As razões de uma solteirona

Publicado por Antonio Carlos Santini 17 de julho de 2026
Solteirona 1

Solteirona 1

O menino entrou na sala e viu a tia que fazia um bordado. Era um bico de mesa em ponto de cruz, com flores miúdas, em matizes mesclados de azul. O garoto olhou para a tia distraída, cabelos presos num coque, uns traços grisalhos nas têmporas. E veio a pergunta:

– Tia Ocarlina, por que a senhora não se casou?

A solteirona interrompeu o bordado, deixou cair os braços e fez um tempo de silêncio antes de responder:

– Ora, Joãozinho, para casar é preciso achar o marido certo…

– E a senhora não achou?

– Bem, por várias vezes eu pensei que tinha achado… Depois eu me desiludia…

– Desiludia?

– Isso mesmo. Por exemplo, o Carlos, meu primeiro namorado… O Carlitos era inteligente, estudava Medicina, escrevia poemas de amor… Mas fumava demais. E eu não queria um marido cheirando a cigarro. Por isso é que não deu certo…

– Não teve outro?

– Teve, sim. O Feu, o Fernando. Era filho de um banqueiro e frequentava a alta roda. Ele me pediu em casamento e me prometeu um mundo de coisas: viagens à Europa, um triplex na Serra, carro do ano. Mas ele era meio mulherengo. E eu não queria um marido assim. Pensei melhor e recusei…

– Aí a senhora desanimou…

– Não, Joãozinho, ainda teve o Honoraldo. Moço de boa família, honesto, trabalhador, mas era muito pobre. E eu tinha medo de passar necessidade. E para complicar ainda mais, ele torcia para o Cruzeiro. Pensei melhor e acabei o namoro.

– Puxa! E o papai fuma, é mulherengo e pobre. Foi um milagre ele ter casado com a mamãe!

– Ora, Joãozinho, a Giselda não liga muito para essas coisas. Nós somos muito diferentes.

– Então, a senhora desistiu de casar?

– Não, Joãozinho, Eu namorei o Britaldo. Quase fiquei noiva. Mas não deu certo. Ele não parava em emprego nenhum.
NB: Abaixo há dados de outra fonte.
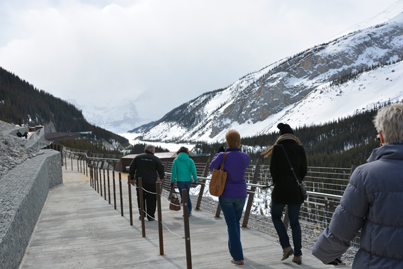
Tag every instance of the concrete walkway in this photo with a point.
(78, 228)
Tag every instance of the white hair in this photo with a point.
(149, 147)
(389, 121)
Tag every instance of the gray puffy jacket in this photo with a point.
(373, 201)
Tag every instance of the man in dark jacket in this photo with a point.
(147, 166)
(372, 203)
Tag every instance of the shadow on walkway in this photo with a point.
(79, 229)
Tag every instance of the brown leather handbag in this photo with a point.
(218, 179)
(174, 204)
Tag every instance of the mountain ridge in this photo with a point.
(258, 101)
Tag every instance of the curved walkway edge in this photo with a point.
(79, 229)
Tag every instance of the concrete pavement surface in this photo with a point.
(78, 228)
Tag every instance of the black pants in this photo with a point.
(149, 200)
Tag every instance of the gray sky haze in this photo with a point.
(161, 53)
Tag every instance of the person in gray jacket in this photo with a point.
(372, 202)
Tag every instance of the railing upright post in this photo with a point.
(100, 180)
(141, 195)
(251, 196)
(109, 187)
(205, 173)
(103, 170)
(187, 229)
(160, 232)
(121, 195)
(114, 189)
(218, 211)
(129, 189)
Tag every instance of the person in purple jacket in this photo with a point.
(233, 198)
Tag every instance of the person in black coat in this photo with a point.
(286, 189)
(147, 166)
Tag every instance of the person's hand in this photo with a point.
(336, 261)
(221, 149)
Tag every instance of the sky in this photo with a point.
(160, 54)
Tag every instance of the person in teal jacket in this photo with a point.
(182, 170)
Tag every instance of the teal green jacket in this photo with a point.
(182, 168)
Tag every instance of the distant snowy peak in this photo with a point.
(315, 86)
(386, 16)
(116, 116)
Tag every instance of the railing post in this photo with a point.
(218, 211)
(103, 170)
(114, 189)
(141, 206)
(160, 232)
(205, 173)
(251, 196)
(96, 178)
(129, 189)
(100, 180)
(286, 219)
(109, 187)
(91, 180)
(121, 195)
(186, 227)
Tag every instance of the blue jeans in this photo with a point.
(185, 185)
(293, 215)
(232, 209)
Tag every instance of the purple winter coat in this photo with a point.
(235, 165)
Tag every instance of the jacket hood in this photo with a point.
(388, 151)
(183, 156)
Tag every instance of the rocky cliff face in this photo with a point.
(270, 91)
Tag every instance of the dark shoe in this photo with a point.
(287, 252)
(238, 262)
(297, 260)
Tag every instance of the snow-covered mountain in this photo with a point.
(117, 116)
(336, 79)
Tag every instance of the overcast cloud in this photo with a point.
(161, 53)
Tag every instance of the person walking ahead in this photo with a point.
(286, 189)
(372, 202)
(146, 166)
(182, 169)
(233, 198)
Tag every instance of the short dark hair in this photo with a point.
(183, 149)
(149, 148)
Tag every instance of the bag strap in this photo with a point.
(222, 165)
(292, 169)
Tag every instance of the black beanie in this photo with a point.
(285, 129)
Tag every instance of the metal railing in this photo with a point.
(325, 187)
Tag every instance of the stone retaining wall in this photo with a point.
(23, 192)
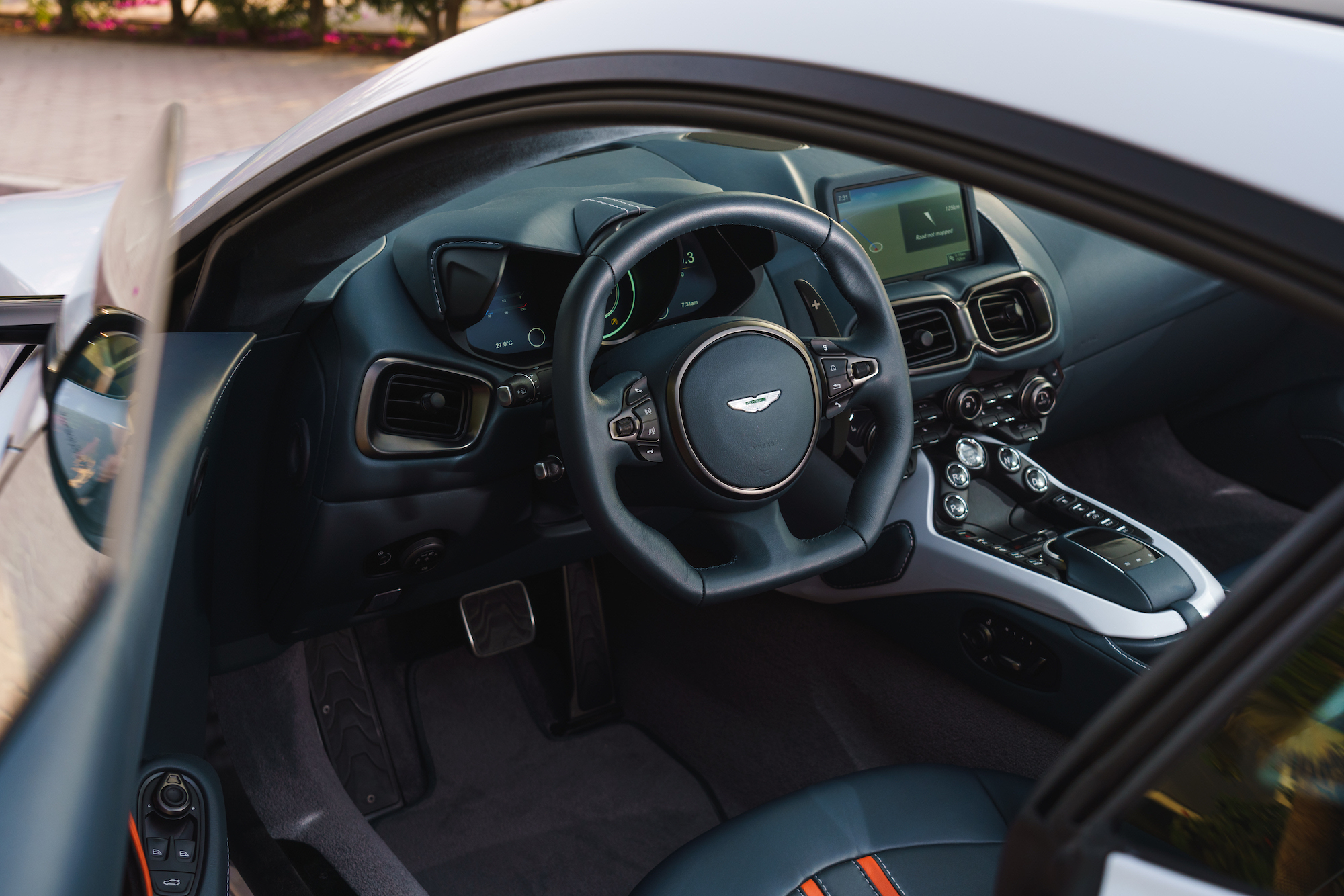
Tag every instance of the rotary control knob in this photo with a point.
(423, 555)
(171, 799)
(964, 404)
(971, 453)
(982, 636)
(1038, 397)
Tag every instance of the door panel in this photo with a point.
(1225, 762)
(84, 558)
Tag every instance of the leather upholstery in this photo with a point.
(931, 830)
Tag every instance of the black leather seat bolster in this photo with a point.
(925, 823)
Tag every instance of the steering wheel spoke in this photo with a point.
(761, 545)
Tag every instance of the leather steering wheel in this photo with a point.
(741, 401)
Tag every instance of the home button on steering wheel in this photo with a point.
(745, 408)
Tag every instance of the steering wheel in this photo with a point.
(743, 401)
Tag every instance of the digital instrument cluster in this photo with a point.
(700, 273)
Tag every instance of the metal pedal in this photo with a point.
(347, 718)
(498, 619)
(595, 688)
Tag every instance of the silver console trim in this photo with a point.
(943, 565)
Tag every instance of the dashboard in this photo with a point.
(417, 453)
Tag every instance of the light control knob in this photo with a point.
(964, 404)
(1038, 397)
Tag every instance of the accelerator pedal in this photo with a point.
(593, 699)
(498, 619)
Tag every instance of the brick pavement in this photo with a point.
(75, 111)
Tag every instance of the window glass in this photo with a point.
(1263, 800)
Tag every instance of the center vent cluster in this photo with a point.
(927, 335)
(1007, 318)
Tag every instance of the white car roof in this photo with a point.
(1248, 95)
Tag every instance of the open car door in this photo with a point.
(1222, 769)
(96, 479)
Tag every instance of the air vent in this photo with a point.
(928, 337)
(428, 404)
(1007, 316)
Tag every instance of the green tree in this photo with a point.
(442, 18)
(439, 17)
(256, 17)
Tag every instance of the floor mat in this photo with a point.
(772, 694)
(515, 812)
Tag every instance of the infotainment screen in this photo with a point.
(909, 226)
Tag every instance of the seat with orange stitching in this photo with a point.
(900, 831)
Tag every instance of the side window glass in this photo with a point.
(1263, 800)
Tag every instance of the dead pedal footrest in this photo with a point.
(498, 619)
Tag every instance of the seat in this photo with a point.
(900, 831)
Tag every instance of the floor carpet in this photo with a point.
(518, 812)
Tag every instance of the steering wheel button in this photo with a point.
(838, 385)
(639, 392)
(835, 406)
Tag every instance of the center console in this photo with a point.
(1040, 596)
(986, 519)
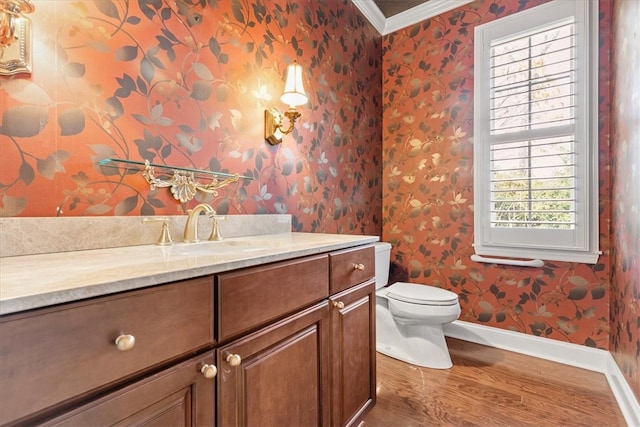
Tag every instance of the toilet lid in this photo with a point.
(421, 294)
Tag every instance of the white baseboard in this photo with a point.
(576, 355)
(624, 395)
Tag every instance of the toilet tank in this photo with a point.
(383, 258)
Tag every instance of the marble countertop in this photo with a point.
(34, 281)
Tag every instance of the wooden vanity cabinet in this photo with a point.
(278, 376)
(353, 335)
(178, 396)
(353, 354)
(292, 343)
(63, 355)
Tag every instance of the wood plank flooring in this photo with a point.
(491, 387)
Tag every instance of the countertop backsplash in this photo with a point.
(40, 235)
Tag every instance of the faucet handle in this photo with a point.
(165, 236)
(215, 231)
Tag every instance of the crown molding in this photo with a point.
(409, 17)
(372, 13)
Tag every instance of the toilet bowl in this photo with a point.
(410, 317)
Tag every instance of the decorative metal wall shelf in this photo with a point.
(182, 181)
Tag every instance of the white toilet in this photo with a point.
(409, 317)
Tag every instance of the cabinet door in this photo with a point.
(178, 396)
(277, 376)
(353, 349)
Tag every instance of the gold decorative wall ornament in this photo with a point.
(15, 36)
(184, 185)
(182, 182)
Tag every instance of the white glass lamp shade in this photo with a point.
(293, 94)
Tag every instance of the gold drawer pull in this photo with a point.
(125, 342)
(209, 371)
(234, 359)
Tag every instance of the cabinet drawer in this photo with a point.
(255, 296)
(53, 355)
(350, 267)
(178, 396)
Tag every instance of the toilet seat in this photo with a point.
(421, 294)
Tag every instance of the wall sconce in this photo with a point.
(15, 36)
(293, 96)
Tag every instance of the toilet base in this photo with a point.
(421, 345)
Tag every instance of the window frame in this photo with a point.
(581, 244)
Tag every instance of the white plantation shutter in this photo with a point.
(535, 139)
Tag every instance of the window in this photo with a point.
(536, 134)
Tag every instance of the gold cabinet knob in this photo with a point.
(125, 342)
(209, 371)
(234, 359)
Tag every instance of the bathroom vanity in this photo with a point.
(275, 330)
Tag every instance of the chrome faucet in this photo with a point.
(191, 228)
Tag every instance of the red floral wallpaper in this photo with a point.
(428, 186)
(625, 278)
(185, 83)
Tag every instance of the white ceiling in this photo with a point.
(415, 14)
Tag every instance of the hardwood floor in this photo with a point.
(491, 387)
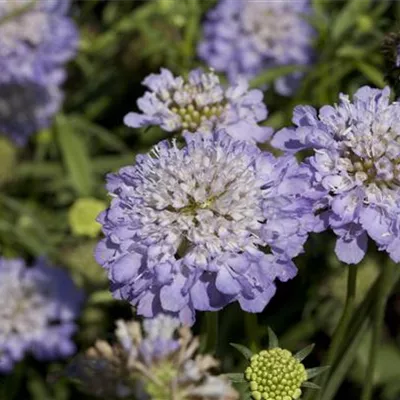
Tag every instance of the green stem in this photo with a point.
(385, 285)
(341, 329)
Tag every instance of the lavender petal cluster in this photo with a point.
(355, 168)
(199, 227)
(153, 360)
(38, 306)
(32, 62)
(246, 37)
(201, 103)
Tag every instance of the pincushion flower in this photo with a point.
(156, 360)
(38, 308)
(201, 103)
(246, 37)
(276, 373)
(198, 227)
(355, 167)
(32, 63)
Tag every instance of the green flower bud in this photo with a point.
(160, 387)
(82, 216)
(275, 374)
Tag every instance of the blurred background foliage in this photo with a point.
(50, 189)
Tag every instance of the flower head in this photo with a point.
(38, 307)
(355, 168)
(31, 61)
(155, 360)
(245, 37)
(274, 373)
(201, 103)
(277, 374)
(202, 226)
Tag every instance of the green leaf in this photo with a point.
(372, 73)
(302, 354)
(242, 349)
(102, 135)
(345, 20)
(273, 341)
(313, 372)
(311, 385)
(235, 377)
(274, 73)
(101, 296)
(75, 156)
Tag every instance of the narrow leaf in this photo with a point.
(75, 156)
(235, 377)
(272, 339)
(313, 372)
(243, 349)
(274, 73)
(302, 354)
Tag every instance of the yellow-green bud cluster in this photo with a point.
(275, 375)
(193, 116)
(159, 388)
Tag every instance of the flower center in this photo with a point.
(193, 116)
(199, 101)
(203, 203)
(267, 24)
(374, 160)
(275, 374)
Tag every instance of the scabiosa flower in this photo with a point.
(201, 103)
(156, 360)
(245, 37)
(198, 227)
(276, 373)
(355, 167)
(31, 61)
(37, 308)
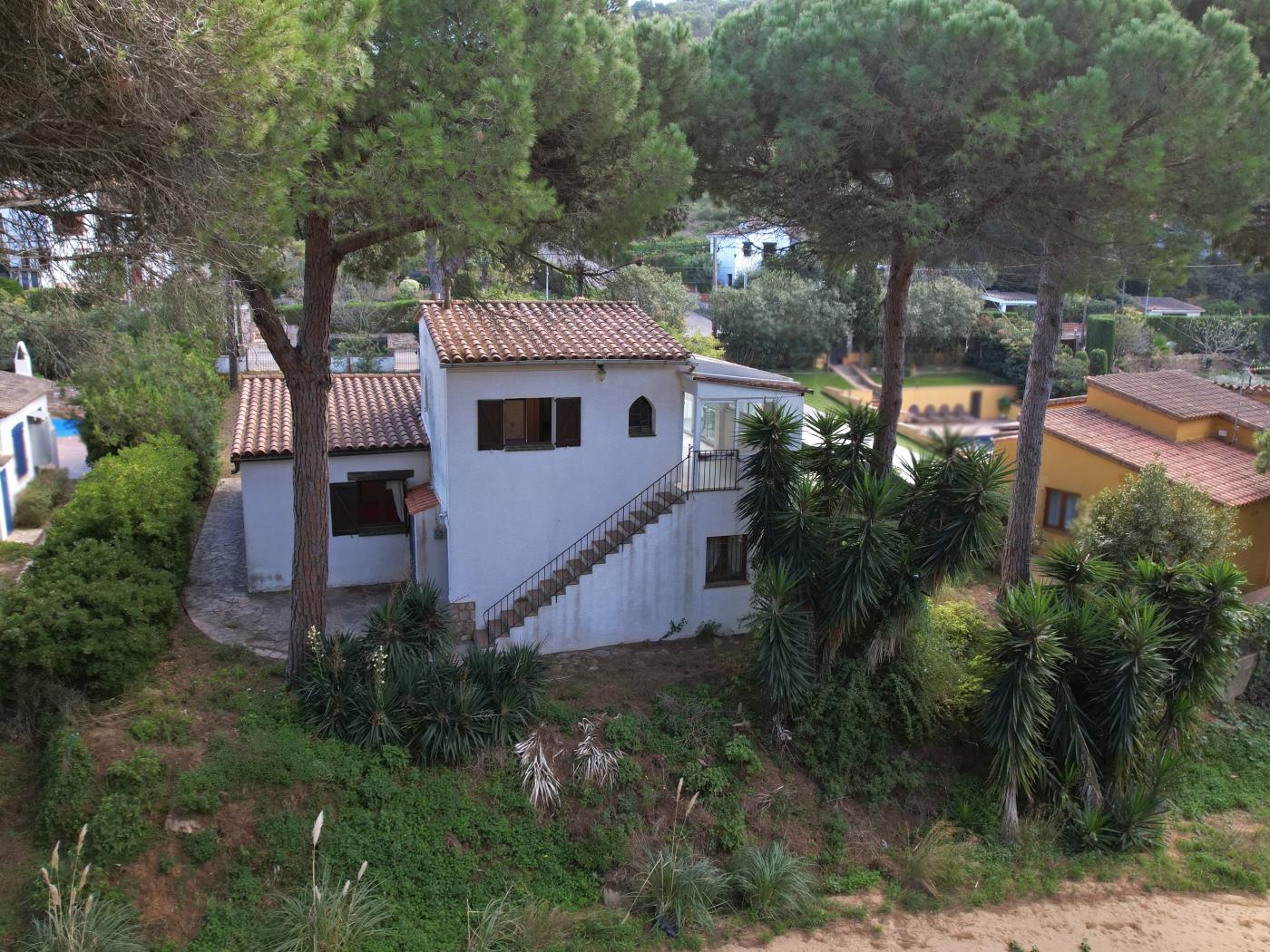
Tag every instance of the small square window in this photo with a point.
(727, 560)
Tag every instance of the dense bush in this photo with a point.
(857, 726)
(94, 617)
(149, 386)
(44, 494)
(1001, 345)
(780, 320)
(1151, 516)
(137, 499)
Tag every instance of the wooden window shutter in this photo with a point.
(343, 510)
(569, 422)
(489, 424)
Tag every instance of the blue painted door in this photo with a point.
(5, 510)
(19, 450)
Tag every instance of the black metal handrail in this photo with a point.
(677, 480)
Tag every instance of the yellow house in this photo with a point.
(1199, 431)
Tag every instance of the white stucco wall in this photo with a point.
(355, 560)
(656, 579)
(511, 511)
(729, 253)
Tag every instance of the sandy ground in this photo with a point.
(1117, 922)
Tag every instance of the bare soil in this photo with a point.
(1109, 918)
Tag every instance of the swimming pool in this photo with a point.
(65, 428)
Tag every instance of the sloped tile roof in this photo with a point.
(366, 413)
(16, 390)
(421, 499)
(510, 332)
(1221, 470)
(1185, 396)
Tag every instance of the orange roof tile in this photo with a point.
(505, 332)
(421, 499)
(1184, 396)
(1221, 470)
(366, 413)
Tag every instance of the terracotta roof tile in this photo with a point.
(1221, 470)
(421, 499)
(1184, 396)
(503, 332)
(16, 390)
(367, 412)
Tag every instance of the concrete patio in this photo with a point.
(219, 603)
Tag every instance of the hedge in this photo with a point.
(94, 608)
(1100, 334)
(139, 499)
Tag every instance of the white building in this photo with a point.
(573, 481)
(27, 440)
(738, 253)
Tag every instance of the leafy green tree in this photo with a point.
(825, 114)
(485, 124)
(1140, 131)
(780, 320)
(660, 296)
(942, 313)
(1151, 516)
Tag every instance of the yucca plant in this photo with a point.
(76, 920)
(784, 646)
(537, 772)
(454, 721)
(772, 882)
(327, 916)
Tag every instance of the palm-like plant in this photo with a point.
(860, 549)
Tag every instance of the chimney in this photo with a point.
(22, 361)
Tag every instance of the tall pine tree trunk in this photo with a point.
(904, 259)
(1048, 325)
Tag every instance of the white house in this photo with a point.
(738, 253)
(573, 484)
(1009, 300)
(1162, 306)
(27, 438)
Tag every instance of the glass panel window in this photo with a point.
(726, 560)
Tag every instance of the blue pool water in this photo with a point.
(65, 428)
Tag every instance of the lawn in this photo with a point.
(950, 378)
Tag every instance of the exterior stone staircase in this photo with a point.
(578, 560)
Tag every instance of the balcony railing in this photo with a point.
(717, 470)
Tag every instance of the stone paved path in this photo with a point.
(219, 603)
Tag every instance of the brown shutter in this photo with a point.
(569, 422)
(343, 510)
(489, 424)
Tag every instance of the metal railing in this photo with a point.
(715, 470)
(601, 541)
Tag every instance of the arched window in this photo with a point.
(639, 418)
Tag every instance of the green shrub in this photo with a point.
(139, 498)
(739, 752)
(66, 787)
(150, 386)
(200, 847)
(93, 616)
(622, 733)
(44, 494)
(120, 828)
(857, 725)
(1100, 334)
(772, 882)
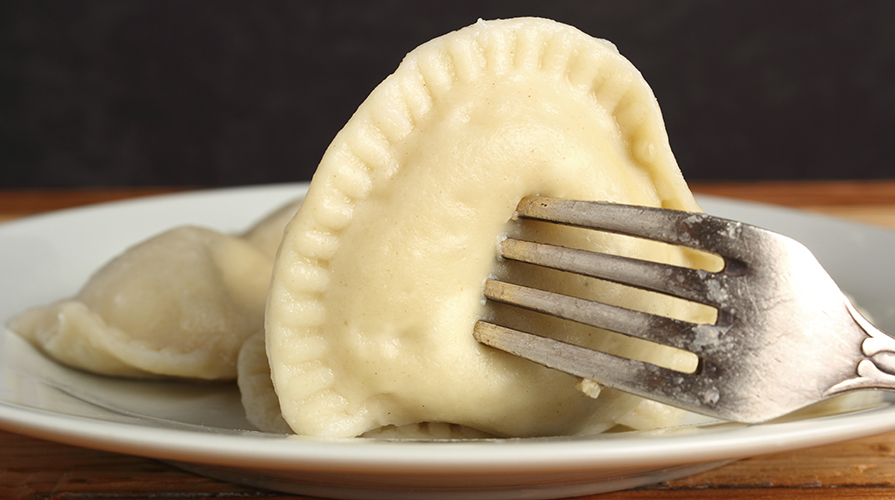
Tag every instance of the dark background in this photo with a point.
(215, 93)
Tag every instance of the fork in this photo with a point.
(785, 336)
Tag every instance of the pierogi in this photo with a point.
(180, 304)
(379, 278)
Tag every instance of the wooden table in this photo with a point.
(861, 469)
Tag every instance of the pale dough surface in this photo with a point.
(379, 279)
(179, 304)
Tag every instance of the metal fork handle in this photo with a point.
(877, 370)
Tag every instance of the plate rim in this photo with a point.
(378, 456)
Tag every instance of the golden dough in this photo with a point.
(379, 279)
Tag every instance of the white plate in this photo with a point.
(202, 428)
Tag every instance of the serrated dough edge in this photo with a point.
(484, 50)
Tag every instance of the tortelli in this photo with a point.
(379, 277)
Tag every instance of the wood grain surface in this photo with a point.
(861, 469)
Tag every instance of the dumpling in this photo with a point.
(262, 407)
(268, 232)
(180, 304)
(379, 278)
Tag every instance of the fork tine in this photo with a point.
(693, 337)
(691, 284)
(694, 230)
(689, 391)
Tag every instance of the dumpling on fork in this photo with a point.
(379, 278)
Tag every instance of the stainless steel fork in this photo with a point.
(785, 335)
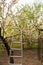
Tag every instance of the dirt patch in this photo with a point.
(29, 58)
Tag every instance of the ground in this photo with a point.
(29, 58)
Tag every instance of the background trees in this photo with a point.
(29, 19)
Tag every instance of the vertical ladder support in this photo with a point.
(17, 49)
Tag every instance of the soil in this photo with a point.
(30, 57)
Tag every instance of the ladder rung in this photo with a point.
(14, 64)
(15, 56)
(16, 49)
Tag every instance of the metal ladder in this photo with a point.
(17, 49)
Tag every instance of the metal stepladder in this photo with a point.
(17, 51)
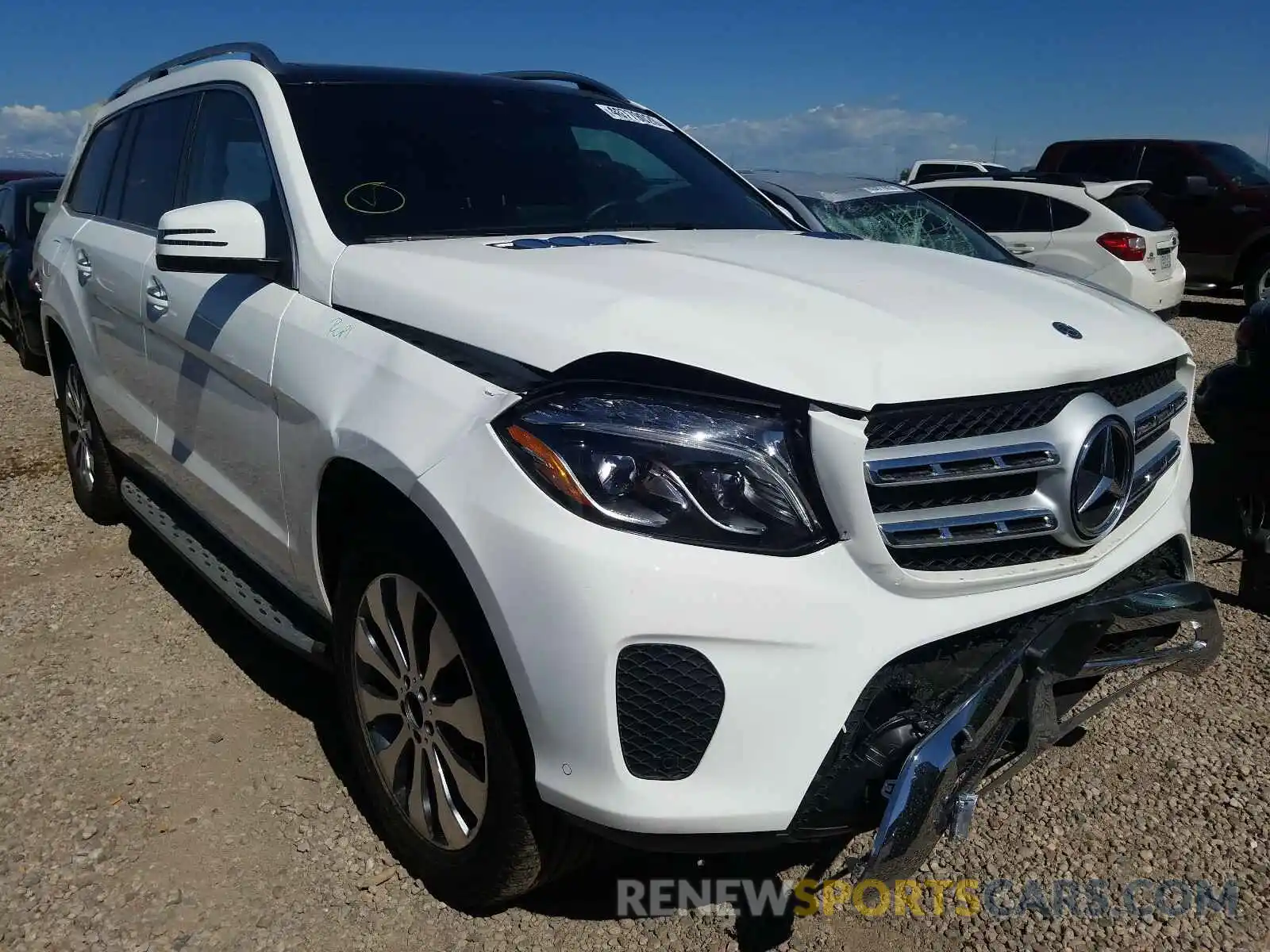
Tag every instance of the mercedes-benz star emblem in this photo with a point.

Na verdade, ele estava esperando que eu terminasse o Curso Normal e começasse a lecionar… Aí, o sustento da casa estava garantido…

– E ele ia fazer o quê? – perguntou Joãozinho.

– Bem, ele gostava era de jogar sinuca. Era o campeão da roda. Eu seria apenas a bola da vez. Mandei passear…

– Foi o último namorado?

– Deixe ver… Ainda teve o Lúcio Bala…

– Lúcio Bala?! Que nome!

– Era o centroavante do Metalusina Esporte Clube de Barão de Cocais. O apelido veio do seu chute forte, que até furava as redes do adversário. Era muito carinhoso e trabalhador. A mãe dele gostava muito de mim…

– E por que a tia não se casou com ele?

– Sabe, Joãozinho, ele era feio, muito feio. Quando a gente saía juntos, eu tinha vergonha dele. Era uma feiura de chamar atenção. Como é que eu ia casar com um homem tão feio? Toda moça quer um marido bonito, charmoso, simpático.

– Sei, tia. E de preferência, rico e trabalhador. Sem vícios e muito caseiro… Sabe, tia, a senhora pensa demais!

De bate-pronto, lá da varanda, sentado em sua cadeira de balanço, o avô que ouvia tudo, confirmou:

– É isso mesmo, Joãozinho: quem pensa não casa!